Now Hugo will generate the following robots.txt file for me:

Sitemap: https://runtimeterror.dev//sitemap.xml

User-agent: *
Disallow:

User-agent: AdsBot-Google
User-agent: Amazonbot
User-agent: anthropic-ai
User-agent: Applebot
User-agent: AwarioRssBot
User-agent: AwarioSmartBot
User-agent: Bytespider
User-agent: CCBot
User-agent: ChatGPT
User-agent: ChatGPT-User
User-agent: Claude-Web
User-agent: ClaudeBot
User-agent: cohere-ai
User-agent: DataForSeoBot
User-agent: Diffbot
User-agent: FacebookBot
User-agent: Google-Extended
User-agent: GPTBot
User-agent: ImagesiftBot
User-agent: magpie-crawler
User-agent: omgili
User-agent: Omgilibot
User-agent: peer39_crawler
User-agent: PerplexityBot
User-agent: YouBot
Disallow: /

Cool!

I also dropped the following into static/ai.txt for good measure:

# Spawning AI
# Prevent datasets from using the following file types

User-Agent: *
Disallow: /
Disallow: *

That's all well and good, but these files carry all the weight of a "No Soliciting" sign. Do I really trust these bots to honor it?

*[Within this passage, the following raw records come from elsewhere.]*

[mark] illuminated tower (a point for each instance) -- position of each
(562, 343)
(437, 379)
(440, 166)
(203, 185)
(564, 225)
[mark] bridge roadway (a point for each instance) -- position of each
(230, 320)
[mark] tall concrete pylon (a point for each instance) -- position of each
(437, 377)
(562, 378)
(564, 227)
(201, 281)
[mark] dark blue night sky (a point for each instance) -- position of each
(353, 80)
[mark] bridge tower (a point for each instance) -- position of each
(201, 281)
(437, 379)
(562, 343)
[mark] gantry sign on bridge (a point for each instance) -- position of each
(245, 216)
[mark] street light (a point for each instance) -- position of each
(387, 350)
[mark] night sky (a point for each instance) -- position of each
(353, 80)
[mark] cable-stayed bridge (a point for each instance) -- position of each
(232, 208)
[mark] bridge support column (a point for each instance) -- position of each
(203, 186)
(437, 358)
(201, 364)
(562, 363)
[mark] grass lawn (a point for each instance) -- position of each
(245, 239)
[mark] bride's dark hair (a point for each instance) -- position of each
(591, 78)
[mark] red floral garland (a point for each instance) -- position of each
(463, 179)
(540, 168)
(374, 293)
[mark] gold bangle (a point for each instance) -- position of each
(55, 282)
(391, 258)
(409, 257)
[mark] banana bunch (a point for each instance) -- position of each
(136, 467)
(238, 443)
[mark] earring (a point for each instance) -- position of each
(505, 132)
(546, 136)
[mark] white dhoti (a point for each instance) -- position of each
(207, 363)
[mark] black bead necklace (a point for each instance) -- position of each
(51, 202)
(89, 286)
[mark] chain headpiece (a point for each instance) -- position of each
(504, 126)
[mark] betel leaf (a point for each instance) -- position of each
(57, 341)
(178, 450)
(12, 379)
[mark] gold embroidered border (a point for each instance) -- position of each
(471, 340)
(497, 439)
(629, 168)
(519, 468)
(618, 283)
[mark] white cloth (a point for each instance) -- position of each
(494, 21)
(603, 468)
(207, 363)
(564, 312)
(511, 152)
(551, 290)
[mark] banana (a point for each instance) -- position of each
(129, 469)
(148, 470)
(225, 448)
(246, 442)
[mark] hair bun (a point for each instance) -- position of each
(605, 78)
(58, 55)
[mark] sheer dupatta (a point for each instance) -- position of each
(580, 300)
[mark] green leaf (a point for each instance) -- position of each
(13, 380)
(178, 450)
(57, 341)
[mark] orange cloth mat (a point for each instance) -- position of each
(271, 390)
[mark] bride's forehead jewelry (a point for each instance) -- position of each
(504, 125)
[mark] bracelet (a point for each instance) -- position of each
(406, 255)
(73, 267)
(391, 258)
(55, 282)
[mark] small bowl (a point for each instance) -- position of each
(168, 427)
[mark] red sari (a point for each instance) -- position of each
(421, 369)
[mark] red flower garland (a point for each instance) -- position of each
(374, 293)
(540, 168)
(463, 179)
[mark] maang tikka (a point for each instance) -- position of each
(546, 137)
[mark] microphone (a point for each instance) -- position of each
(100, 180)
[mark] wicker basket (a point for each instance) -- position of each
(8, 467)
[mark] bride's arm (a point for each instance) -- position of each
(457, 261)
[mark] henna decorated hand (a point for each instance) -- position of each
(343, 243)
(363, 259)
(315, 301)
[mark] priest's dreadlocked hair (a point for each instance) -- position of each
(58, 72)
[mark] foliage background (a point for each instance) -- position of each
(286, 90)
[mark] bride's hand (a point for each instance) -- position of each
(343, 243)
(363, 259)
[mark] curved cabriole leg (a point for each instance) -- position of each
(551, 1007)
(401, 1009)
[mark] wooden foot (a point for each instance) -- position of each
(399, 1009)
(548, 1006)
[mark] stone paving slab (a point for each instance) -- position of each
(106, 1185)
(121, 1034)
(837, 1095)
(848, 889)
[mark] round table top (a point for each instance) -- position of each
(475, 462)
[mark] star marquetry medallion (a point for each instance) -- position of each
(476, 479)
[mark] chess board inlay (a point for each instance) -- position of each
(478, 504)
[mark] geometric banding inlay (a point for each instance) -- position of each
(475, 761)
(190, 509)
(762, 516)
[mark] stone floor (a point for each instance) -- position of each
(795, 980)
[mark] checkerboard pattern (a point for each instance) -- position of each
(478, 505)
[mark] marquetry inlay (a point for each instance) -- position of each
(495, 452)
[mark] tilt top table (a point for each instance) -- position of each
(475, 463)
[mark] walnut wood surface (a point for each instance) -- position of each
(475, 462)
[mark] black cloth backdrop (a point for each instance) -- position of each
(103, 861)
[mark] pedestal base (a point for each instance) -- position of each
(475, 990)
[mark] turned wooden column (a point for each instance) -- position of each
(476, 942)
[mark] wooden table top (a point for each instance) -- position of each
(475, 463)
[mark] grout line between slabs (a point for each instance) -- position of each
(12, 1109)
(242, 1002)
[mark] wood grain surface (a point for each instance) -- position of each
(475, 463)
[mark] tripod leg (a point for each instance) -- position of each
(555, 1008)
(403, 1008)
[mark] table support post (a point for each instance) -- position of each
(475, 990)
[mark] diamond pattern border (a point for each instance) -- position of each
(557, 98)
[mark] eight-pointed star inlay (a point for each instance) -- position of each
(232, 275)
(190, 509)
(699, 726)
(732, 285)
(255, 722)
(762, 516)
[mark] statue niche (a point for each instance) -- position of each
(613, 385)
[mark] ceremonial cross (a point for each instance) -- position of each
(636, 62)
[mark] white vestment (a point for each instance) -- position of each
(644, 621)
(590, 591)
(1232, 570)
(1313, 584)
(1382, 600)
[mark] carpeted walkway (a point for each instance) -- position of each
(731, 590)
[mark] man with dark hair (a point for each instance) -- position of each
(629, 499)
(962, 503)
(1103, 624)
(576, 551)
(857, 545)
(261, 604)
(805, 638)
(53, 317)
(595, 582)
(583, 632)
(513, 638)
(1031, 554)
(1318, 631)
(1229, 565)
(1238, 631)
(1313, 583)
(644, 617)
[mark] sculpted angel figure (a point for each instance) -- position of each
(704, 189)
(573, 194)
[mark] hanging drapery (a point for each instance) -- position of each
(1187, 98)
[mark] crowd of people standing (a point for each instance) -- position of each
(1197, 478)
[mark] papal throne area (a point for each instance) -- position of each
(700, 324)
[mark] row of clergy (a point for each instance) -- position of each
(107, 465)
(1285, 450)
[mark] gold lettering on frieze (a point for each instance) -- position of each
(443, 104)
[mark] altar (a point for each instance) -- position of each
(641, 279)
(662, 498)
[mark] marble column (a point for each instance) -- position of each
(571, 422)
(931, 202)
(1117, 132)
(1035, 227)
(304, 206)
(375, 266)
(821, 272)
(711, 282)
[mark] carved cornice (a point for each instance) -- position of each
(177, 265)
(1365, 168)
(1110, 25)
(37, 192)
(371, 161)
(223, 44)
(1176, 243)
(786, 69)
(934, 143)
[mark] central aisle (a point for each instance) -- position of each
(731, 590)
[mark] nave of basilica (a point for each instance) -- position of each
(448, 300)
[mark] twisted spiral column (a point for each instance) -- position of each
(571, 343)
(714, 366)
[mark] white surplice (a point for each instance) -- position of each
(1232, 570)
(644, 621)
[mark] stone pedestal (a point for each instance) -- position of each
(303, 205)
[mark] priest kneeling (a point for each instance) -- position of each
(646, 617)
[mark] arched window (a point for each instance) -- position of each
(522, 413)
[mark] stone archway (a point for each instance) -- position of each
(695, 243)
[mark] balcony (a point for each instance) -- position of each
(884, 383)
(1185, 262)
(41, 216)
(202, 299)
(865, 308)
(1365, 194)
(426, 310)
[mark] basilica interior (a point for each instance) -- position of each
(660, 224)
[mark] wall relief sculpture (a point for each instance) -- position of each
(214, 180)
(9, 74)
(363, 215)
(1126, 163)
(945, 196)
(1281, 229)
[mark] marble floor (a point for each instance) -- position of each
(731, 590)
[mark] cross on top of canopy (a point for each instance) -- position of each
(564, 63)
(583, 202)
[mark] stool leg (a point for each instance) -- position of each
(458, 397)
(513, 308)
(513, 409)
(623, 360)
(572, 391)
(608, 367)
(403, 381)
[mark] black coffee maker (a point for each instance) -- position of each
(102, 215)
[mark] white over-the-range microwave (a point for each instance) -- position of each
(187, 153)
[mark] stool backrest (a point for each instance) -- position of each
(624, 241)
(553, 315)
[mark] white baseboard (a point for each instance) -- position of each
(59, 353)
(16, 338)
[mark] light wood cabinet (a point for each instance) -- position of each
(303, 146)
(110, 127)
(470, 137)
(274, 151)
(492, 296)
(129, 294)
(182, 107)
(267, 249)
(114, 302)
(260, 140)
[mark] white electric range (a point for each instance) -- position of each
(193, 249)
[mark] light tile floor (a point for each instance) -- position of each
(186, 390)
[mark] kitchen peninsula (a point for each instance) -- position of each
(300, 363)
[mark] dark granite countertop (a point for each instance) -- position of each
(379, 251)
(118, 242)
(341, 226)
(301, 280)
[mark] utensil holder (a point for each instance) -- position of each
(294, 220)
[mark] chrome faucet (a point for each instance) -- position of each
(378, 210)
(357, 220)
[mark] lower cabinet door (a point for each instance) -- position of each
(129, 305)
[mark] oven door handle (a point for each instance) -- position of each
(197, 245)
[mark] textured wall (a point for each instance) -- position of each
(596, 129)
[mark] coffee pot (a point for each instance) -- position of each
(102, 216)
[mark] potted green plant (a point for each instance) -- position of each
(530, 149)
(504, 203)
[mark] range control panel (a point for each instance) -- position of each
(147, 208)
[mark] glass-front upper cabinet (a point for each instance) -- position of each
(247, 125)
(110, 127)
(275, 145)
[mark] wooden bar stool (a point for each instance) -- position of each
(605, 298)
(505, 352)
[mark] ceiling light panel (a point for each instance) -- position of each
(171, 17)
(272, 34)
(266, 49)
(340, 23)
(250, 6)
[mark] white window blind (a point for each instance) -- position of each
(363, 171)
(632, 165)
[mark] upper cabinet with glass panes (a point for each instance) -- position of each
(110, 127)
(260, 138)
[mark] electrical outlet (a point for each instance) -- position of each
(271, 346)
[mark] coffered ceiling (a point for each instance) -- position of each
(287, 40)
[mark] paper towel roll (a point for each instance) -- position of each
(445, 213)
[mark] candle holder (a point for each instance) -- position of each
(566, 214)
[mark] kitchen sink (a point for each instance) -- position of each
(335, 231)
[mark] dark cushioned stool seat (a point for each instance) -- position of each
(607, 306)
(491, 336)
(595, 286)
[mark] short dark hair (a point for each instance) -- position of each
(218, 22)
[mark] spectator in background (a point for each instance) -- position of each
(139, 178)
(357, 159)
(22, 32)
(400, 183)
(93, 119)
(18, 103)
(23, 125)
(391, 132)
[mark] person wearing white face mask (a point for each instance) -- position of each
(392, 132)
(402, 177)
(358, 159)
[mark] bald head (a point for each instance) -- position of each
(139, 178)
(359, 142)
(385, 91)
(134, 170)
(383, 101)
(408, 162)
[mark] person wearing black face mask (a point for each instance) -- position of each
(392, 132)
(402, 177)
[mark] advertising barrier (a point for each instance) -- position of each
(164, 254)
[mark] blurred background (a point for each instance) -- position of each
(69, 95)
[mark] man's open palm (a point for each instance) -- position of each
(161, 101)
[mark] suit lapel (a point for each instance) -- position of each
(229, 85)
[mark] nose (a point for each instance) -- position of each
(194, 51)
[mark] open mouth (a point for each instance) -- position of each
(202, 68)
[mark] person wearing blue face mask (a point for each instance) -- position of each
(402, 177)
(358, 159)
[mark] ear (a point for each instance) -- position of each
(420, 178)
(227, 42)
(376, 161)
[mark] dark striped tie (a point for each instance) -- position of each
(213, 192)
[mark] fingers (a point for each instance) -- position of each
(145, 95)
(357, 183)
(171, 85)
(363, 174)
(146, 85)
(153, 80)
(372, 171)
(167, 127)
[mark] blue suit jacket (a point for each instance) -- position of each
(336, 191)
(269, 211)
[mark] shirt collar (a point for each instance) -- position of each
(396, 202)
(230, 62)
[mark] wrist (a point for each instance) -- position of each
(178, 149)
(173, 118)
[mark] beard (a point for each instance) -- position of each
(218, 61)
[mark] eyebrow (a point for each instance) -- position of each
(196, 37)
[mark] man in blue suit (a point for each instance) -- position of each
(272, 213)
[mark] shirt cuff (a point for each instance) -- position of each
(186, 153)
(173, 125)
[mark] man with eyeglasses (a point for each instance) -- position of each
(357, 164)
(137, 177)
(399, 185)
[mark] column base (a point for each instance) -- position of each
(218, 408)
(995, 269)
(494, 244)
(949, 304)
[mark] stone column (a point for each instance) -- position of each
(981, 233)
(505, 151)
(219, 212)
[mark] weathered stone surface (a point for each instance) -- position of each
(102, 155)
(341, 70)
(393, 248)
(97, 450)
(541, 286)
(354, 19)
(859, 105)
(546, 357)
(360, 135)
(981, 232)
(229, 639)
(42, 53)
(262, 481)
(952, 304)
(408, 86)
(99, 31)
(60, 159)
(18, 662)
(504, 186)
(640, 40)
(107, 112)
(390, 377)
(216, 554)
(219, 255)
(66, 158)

I'm hosting this site on Neocities, but it's fronted by Cloudflare. So I added a WAF Custom Rule to block those unwanted bots. Here's the expression I'm using:

(http.user_agent contains "AdsBot-Google") or (http.user_agent contains "Amazonbot") or (http.user_agent contains "anthropic-ai") or (http.user_agent contains "Applebot") or (http.user_agent contains "AwarioRssBot") or (http.user_agent contains "AwarioSmartBot") or (http.user_agent contains "Bytespider") or (http.user_agent contains "CCBot") or (http.user_agent contains "ChatGPT-User") or (http.user_agent contains "ClaudeBot") or (http.user_agent contains "Claude-Web") or (http.user_agent contains "cohere-ai") or (http.user_agent contains "DataForSeoBot") or (http.user_agent contains "FacebookBot") or (http.user_agent contains "Google-Extended") or (http.user_agent contains "GoogleOther") or (http.user_agent contains "GPTBot") or (http.user_agent contains "ImagesiftBot") or (http.user_agent contains "magpie-crawler") or (http.user_agent contains "Meltwater") or (http.user_agent contains "omgili") or (http.user_agent contains "omgilibot") or (http.user_agent contains "peer39_crawler") or (http.user_agent contains "peer39_crawler/1.0") or (http.user_agent contains "PerplexityBot") or (http.user_agent contains "Seekr") or (http.user_agent contains "YouBot")

Creating a custom WAF rule in Cloudflare's web UI

I'll probably streamline this in the future to be managed with a GitHub Actions workflow but this will do for now.